Cela arrive parfois très bien dans la vie, même si on s’en rend compte après. Tout arrive toujours très bien dans la vie, même les drames. Ça a l’air prétentieux ce que je dis et bien sûr ce n’est pas mon intention. Mais même les décès parfois on se rend compte que c’est arrivé au bon moment et pas seulement pour la personne qui n’est plus là. Pour toi qui reste aussi, sinon c’était trop tard ou foireux.
Vous jouez depuis bientôt cinquante ans. Avez-vous vu le théâtre évoluer ?
Sûrement. Mais le théâtre n’évolue pas seul, les gens évoluent, tout évolue et le public aussi. Je crois que maintenant on demande de plus en plus de vérité aux comédiens. Même aux chanteurs d’opéra. On ne veut plus entendre des gens comme il y a cinquante, soixante ans. Les gens ont besoin de vérité, ils sont à la fois plus faciles et plus difficiles à toucher à cause de leurs problèmes. Ils ont besoin de vérité et de sécurité et la vérité c’est la sécurité. Le public demande ça, qu’il s’agisse d’une comédie ou d’une tragédie il faut cette même vérité, ce même engagement.

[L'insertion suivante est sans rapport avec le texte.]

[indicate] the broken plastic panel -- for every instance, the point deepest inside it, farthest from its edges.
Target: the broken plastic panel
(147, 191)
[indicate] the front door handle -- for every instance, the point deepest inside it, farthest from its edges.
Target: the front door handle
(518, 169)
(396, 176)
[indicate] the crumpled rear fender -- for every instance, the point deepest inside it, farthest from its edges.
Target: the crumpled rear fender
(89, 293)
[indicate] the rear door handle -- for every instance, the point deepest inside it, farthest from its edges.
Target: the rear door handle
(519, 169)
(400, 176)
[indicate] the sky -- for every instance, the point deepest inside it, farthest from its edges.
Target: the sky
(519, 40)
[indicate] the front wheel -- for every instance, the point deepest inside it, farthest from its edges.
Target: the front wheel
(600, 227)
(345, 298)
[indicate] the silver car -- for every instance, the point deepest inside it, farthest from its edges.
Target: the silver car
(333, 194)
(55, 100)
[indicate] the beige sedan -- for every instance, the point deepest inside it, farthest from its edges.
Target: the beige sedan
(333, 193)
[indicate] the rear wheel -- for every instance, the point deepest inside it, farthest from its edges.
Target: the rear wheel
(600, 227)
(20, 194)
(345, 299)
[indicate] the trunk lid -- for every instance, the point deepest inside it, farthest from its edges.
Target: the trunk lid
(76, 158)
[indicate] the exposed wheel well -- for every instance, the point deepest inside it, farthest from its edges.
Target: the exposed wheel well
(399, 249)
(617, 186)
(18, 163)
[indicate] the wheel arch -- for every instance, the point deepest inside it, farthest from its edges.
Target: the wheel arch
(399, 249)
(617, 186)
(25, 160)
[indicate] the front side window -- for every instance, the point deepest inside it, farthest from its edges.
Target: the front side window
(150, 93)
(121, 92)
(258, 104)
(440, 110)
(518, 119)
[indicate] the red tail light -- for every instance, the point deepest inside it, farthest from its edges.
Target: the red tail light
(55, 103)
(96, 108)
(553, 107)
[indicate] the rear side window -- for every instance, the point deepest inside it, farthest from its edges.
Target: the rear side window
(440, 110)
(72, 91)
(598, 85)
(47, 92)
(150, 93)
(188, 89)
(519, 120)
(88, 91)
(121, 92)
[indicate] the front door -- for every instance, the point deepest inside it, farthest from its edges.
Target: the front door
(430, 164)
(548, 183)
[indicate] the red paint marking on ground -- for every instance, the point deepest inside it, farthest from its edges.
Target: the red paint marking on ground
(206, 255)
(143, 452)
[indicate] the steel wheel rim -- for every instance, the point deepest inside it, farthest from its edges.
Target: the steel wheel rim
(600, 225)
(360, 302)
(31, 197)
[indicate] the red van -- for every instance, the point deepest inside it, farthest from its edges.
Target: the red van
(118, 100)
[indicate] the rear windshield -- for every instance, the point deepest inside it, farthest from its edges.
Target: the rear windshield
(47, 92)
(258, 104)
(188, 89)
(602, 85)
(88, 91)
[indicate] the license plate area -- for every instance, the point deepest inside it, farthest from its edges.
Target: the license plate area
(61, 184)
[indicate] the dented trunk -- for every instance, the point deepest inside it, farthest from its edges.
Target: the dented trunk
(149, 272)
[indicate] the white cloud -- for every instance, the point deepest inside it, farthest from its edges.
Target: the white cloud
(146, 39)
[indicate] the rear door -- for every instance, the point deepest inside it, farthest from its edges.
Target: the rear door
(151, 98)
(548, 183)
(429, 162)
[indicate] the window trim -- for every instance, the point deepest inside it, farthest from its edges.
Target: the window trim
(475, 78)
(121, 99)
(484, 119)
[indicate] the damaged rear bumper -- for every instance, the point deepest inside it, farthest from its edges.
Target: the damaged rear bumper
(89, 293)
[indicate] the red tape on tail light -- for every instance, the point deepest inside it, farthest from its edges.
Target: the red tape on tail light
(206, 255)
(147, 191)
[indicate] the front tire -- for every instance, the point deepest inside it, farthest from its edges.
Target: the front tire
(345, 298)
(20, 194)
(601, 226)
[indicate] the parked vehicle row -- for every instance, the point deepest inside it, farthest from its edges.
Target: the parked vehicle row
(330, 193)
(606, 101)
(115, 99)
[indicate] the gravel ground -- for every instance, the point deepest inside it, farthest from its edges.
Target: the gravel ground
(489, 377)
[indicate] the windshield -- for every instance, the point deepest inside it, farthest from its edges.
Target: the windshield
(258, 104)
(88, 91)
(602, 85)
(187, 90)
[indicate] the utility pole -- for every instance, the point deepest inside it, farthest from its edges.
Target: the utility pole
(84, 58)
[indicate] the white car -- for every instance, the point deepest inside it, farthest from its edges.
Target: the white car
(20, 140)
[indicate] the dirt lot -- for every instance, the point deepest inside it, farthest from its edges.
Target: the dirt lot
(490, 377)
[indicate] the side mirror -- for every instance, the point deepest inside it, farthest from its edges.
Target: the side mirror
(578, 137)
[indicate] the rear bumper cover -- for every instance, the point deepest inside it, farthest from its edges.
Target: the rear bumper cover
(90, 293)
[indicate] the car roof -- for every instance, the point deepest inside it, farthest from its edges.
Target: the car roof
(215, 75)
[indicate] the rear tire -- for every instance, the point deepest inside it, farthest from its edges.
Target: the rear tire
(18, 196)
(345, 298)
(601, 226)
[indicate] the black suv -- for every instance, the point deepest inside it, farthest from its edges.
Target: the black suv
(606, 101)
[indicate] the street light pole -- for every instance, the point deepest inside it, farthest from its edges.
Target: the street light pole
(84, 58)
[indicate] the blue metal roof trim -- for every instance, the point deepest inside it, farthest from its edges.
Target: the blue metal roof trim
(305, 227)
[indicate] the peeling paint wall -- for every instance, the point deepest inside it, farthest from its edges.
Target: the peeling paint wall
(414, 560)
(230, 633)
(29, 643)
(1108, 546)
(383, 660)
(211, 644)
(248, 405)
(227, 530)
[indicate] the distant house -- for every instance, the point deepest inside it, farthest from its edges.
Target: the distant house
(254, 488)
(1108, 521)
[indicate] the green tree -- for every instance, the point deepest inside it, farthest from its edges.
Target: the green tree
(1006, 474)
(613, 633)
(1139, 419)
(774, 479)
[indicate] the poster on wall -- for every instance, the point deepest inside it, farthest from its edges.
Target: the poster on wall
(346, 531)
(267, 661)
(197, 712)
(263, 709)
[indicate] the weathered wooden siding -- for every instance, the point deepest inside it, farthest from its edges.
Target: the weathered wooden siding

Donc les comédiens ont forcément évolué aussi. On évolue ensemble, il n’y a pas de déperdition d’énergie. Car tout évolue, il y a des pièces d’avant-garde très violentes, très dures aujourd’hui et que tu n’aurais pas pu voir il y a vingt ans mais ce sont des scènes de vie. C’est ça qui touche le public.
Vous est-il arrivé de refuser de jouer dans certaines pièces ?
Au National on m’avait proposé de jouer la suivante dans Britannicus. Et j’ai dit non, pas un classique, je n’ai aucune formation. Je respecte et j’admire les autres mais moi non. J’ai joué un seul classique dans ma vie c’était l’École des Femmes mais y’a prescription maintenant. J’avais 20 ans. J’ai dit non pour ma petite humilité. Et même si c’est dommage on ne le saura jamais.
J’ai refusé aussi la Baronne dans la Vie Parisienne car je me sentais incapable de chanter. Pourtant j’adore et mes parents étaient chanteurs d’opéra donc j’adore ça inconditionellement, mais pas chanter en public. Parfois j’embête mes voisins, pour mon plaisir et pour leur déplaisir. Non, mais ils sont très gentils. Je m’entends bien avec tout le monde finalement. C’est vrai.
Une dernière chose ?
Que je serve à fabriquer de la joie autour de moi.
Qu’est ce que vous diriez aux jeunes comédiens qui veulent commencer maintenant.
Faites-le !!!
Après ils verront bien eux-mêmes. Qu’ils vivent au jour le jour. Tu as envie : fais-le. Tu verras bien après.